Until the 18th century, demand for sulfuric acid was slight; small amounts were consumed in preparing nitric and hydrochloric acids for use in treating or assaying nonferrous metals. It was produced, for the most part, by burning sulfur in bell-shaped earthenware vessels, with the resulting sulfur dioxide absorbed in water. In the 17th century, saltpeter and sodium nitrate were found to enhance the reaction; they served as catalysts, unbeknownst to the chemical producers of that time.

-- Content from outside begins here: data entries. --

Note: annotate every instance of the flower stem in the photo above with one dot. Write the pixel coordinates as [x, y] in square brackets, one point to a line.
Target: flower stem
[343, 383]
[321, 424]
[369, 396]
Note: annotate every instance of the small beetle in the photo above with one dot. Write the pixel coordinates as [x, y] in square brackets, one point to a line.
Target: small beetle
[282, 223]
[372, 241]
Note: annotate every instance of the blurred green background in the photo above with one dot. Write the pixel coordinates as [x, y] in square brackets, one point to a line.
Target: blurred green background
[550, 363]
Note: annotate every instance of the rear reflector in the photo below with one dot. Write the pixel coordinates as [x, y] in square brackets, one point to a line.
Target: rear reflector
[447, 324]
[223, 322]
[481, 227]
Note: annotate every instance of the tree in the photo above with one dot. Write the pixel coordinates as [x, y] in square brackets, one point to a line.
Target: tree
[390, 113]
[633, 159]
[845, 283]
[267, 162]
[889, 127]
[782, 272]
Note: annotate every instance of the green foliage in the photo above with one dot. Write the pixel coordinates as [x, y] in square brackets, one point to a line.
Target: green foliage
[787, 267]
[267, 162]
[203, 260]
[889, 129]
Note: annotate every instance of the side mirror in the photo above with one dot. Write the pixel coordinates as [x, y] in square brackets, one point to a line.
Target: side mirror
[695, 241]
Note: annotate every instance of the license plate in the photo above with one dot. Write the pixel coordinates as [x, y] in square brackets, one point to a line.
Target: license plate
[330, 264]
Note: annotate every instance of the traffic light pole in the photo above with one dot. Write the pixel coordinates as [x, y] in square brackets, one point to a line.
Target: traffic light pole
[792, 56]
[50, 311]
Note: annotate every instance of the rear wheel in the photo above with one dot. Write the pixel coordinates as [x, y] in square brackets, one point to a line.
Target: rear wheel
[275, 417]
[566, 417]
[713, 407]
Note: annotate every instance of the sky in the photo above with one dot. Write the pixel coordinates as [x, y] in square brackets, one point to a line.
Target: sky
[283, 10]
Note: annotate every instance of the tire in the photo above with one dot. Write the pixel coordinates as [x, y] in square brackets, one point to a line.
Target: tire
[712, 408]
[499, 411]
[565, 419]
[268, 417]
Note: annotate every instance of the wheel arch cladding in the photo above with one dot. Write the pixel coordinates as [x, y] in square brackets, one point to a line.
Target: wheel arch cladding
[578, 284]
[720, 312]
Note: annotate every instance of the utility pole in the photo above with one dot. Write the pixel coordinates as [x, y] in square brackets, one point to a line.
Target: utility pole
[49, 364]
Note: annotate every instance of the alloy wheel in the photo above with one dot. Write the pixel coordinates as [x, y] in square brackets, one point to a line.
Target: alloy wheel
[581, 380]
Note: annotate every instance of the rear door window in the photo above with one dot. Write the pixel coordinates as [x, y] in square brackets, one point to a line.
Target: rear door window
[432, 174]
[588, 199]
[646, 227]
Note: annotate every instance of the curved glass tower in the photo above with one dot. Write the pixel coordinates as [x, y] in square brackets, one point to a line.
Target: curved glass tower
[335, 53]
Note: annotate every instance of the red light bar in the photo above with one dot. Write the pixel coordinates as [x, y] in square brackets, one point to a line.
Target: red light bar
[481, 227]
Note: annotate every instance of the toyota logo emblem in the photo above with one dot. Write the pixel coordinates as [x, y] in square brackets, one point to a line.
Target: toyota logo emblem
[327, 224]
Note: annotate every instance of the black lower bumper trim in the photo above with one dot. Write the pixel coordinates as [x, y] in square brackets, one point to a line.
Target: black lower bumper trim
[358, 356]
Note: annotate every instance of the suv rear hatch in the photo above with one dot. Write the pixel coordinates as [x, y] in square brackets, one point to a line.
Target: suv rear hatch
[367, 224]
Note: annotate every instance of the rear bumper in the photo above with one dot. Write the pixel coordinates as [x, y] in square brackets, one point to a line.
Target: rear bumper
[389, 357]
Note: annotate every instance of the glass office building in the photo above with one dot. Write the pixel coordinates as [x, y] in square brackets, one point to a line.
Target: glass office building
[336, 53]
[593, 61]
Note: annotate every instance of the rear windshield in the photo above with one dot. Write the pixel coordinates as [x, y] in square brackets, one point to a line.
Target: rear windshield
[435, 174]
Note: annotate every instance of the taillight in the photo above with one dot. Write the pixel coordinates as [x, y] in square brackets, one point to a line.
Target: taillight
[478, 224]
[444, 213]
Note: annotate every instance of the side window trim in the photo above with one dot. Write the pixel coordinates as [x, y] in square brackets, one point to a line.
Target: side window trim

In 1746, John Roebuck, an English physician, built a boxlike chamber from riveted sheets of lead, the only inexpensive metal known at the time that was resistant to sulfuric acid. In such a lead chamber, Roebuck could produce a hundred pounds or more of sulfuric acid at a time, compared with only a few pounds possible in a glass jar.

 In 1827, the French chemist Joseph-Louis Gay-Lussac devised a tower that recovered most of the nitrogen oxide gases formed, thereby reducing consumption of saltpeter. The first Gay-Lussac tower was installed at a plant in France in 1837. But its use was not widespread until John Glover invented a second type of tower, patented in England in 1859, in which the acid was concentrated and more of the nitrogen oxides were recovered. By the 1870s, the Glover–Gay-Lussac system was used with lead chambers in Britain and throughout Europe.